Del Gran Sole: Interview with composer Ted Allen
Composers Ted Allen and Jason Carl Rosenberg discuss the creative process for Allen’s Del Gran Sole. The work will be premiered by the San Francisco Choral Artists in their concert series, 21st-Century Baroque, which pairs the chamber choir with the Galax Quartet, a string quartet using Baroque instruments.
Jason Carl Rosenberg: Your piece, Del Gran Sole, sets text by the Italian Renaissance poet Vittoria Colonna. What drew you to this text?
Ted Allen: As I do with most of my choral pieces, I started out at the library. I wanted to work with a Renaissance poet so that the text would match the early music theme of the program. I narrowed my search to women poets so that I might find a voice that was not well known from the standard canon. I knew I wanted to do a fun, lively, major key thing and Colonna's recurring use of light as metaphor for the Holy Spirit was perfect for that concept.This is similar to the way I chose the text for the SFCA collaboration with the Whole Noyse. Because that was also an early music group, I chose a poem by the Oakland poet Lucha Corpi about Marina, a figure in Mexican history whose life was roughly contemporaneous with the historical instruments used in the piece.

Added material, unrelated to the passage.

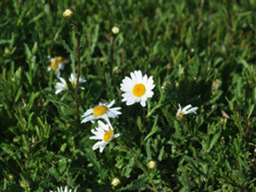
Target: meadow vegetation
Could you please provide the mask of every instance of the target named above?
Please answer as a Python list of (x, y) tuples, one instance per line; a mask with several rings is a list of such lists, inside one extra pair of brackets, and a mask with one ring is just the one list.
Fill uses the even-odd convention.
[[(255, 13), (253, 0), (1, 0), (0, 191), (256, 191)], [(138, 70), (154, 95), (127, 106), (120, 84)], [(113, 100), (119, 137), (100, 153), (81, 116)]]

JCR: How did Colonna’s repeated use of the “light” metaphor manifest in your musical setting?
TA: Rather than choosing one of Colonna's sonnets, I extracted fourteen lines from various sonnets that mentioned light, flames, torches and so on, to create sort of a meta-sonnet. Del Gran Sole is bright and bouncy, though it turns a bit darker when the text refers to clouds. Of course, the sun features heavily in the piece. I set the word "sole" consistently on a rising minor third.
JCR: The piece features radically different roles for the strings and voices. Can you describe their relationship and your intentions?
TA: The string quartet is an accompaniment, establishing the character, harmonic content and rhythm of each section. Other than one short solo section for the strings that features some early 17th century style violin passage work, the main job of the strings is to create a sequence of harmonic and rhythmic tableau that the choir parts float over independently.
JCR: I’d like to end by asking about the harmony in Del Gran Sole. There seems to be a focus on perfect intervals (especially perfect fourths) or superimposition of perfect intervals. Can you briefly explain your treatment of harmony in this piece?
TA: Perfect intervals have been a stylist staple for me for decades. The perfect intervals come out of folk and popular music, drones, guitar power chords, funk horn arrangements, and so on. In Del Gran Sole in particular, the perfect intervals come out of the string quartet. I use perfect intervals in the string writing to exploit the open strings and get that resonance. That vocabulary carries over into the choir parts. Also, fourths are harmonically ambiguous and flexible: you can mix and match them in many ways.